Colloidal nanoparticles have become important materials in biomedicine, catalysis, and optoelectronics. Their unique nanoscale properties stem from their size (particularly of the inorganic particle core) and surface composition of their organic ligand-shell. Given the polydispersity of nanoparticles, and complex composition, no technique other than Analytical Ultracentrifugation (AUC) has the potential to provide detailed information on the overall particle size, density, molecular weight and aggregation state in solution.
While AUC has become a standard tool for bioscientists to quantitatively study the size, confirmation, and interaction of macromolecules and proteins in solution for many decades, it has not had the same success with nanoparticles. Unlike nanoparticles, most proteins have a well-known partial specific volume, and hence it’s straightforward to convert quantities measured from AUC, such as the sedimentation coefficients, into parameters that provide physical insights into the macromolecule, such as frictional ratio (i.e. shape) and molecular weight.

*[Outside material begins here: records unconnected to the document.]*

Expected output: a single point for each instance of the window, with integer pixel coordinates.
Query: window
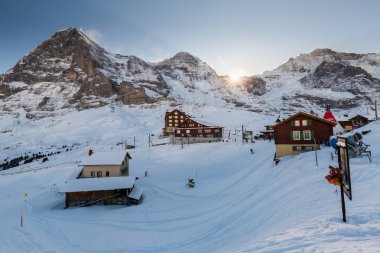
(296, 135)
(306, 135)
(309, 148)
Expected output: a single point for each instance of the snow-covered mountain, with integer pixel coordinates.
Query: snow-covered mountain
(69, 71)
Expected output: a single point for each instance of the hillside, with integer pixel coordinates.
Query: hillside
(70, 72)
(252, 205)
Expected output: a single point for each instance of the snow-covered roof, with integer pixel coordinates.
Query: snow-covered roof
(136, 193)
(105, 158)
(97, 184)
(203, 122)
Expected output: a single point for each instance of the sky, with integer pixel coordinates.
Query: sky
(236, 37)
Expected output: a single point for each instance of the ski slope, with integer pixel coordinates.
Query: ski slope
(241, 202)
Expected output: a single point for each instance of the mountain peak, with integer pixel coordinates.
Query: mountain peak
(322, 52)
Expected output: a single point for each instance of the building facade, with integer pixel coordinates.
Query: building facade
(300, 133)
(173, 120)
(105, 164)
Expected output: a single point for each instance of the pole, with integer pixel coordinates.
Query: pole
(242, 133)
(343, 204)
(316, 154)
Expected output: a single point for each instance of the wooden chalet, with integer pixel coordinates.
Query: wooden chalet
(102, 190)
(173, 120)
(354, 122)
(195, 131)
(268, 132)
(301, 132)
(105, 164)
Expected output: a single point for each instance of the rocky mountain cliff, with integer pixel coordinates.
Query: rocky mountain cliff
(69, 71)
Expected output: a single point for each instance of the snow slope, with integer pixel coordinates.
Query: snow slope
(241, 202)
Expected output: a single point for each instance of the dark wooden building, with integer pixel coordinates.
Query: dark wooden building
(103, 190)
(301, 132)
(173, 120)
(196, 131)
(353, 122)
(268, 132)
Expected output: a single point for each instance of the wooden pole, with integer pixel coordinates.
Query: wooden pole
(316, 154)
(343, 204)
(242, 133)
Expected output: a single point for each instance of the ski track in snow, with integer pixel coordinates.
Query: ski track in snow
(241, 202)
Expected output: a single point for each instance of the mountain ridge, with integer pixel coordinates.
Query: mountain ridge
(70, 70)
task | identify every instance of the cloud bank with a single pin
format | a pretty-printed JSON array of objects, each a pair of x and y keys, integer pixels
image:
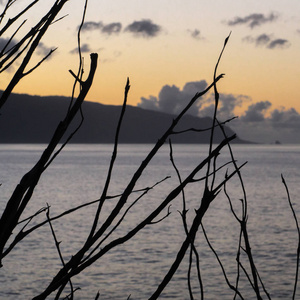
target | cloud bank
[
  {"x": 266, "y": 40},
  {"x": 260, "y": 122},
  {"x": 253, "y": 20},
  {"x": 144, "y": 28}
]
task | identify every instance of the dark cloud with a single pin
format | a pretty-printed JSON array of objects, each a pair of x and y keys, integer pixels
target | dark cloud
[
  {"x": 227, "y": 105},
  {"x": 85, "y": 48},
  {"x": 144, "y": 28},
  {"x": 109, "y": 29},
  {"x": 253, "y": 20},
  {"x": 267, "y": 41},
  {"x": 112, "y": 28},
  {"x": 172, "y": 100},
  {"x": 279, "y": 43},
  {"x": 259, "y": 122},
  {"x": 285, "y": 118},
  {"x": 88, "y": 26},
  {"x": 195, "y": 34},
  {"x": 256, "y": 112}
]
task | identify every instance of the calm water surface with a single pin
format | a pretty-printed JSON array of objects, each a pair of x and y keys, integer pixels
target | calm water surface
[{"x": 78, "y": 175}]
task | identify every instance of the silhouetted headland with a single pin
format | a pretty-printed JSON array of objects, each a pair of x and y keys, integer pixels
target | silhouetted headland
[{"x": 33, "y": 119}]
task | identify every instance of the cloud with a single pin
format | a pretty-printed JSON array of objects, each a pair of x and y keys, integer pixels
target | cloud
[
  {"x": 195, "y": 34},
  {"x": 258, "y": 123},
  {"x": 262, "y": 124},
  {"x": 4, "y": 41},
  {"x": 256, "y": 112},
  {"x": 85, "y": 48},
  {"x": 112, "y": 28},
  {"x": 88, "y": 26},
  {"x": 227, "y": 105},
  {"x": 267, "y": 41},
  {"x": 285, "y": 118},
  {"x": 109, "y": 29},
  {"x": 279, "y": 43},
  {"x": 172, "y": 100},
  {"x": 253, "y": 20},
  {"x": 43, "y": 50},
  {"x": 144, "y": 28}
]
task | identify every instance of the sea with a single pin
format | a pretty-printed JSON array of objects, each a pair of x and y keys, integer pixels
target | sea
[{"x": 134, "y": 269}]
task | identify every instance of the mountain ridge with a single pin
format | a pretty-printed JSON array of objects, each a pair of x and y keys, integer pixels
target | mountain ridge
[{"x": 33, "y": 119}]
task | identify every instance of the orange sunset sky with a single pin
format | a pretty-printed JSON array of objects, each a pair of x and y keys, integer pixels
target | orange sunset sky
[{"x": 163, "y": 45}]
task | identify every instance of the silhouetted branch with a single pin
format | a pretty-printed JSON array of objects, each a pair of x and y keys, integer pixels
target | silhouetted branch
[{"x": 298, "y": 230}]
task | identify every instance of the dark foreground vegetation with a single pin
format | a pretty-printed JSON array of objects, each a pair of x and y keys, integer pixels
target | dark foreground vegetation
[{"x": 100, "y": 241}]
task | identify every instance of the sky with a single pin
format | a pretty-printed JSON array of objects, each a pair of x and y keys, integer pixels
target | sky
[{"x": 169, "y": 49}]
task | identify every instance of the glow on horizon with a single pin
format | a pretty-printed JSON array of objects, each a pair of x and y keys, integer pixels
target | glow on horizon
[{"x": 173, "y": 57}]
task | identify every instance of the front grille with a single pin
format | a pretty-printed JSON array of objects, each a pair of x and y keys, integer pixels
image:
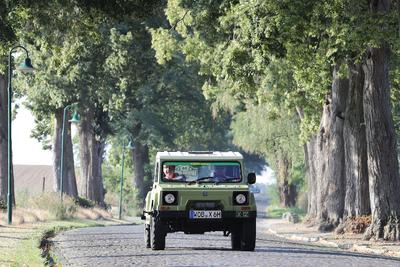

Recent advancements in the mathematical modeling of the sedimentation boundaries have enabled the parameterization of the sedimentation and diffusion coefficients of all the species detected in solution during centrifugation in terms of their partial specific volume and molecular weight. This advancement opens the door to quantitative investigation of most nanoparticle systems by AUC - without a priori knowledge of their partial specific volume - since most nanoparticles have a constant shape which can be assessed by electron microscopy.
In this tutorial webinar I will introduce some of the latest methods and procedures to analyze nanoparticles in solution with AUC. I will also provide insights on avoiding common experimental challenges that researchers face when studying nanoparticles with the AUC, which may lead to artifacts in the experimental data.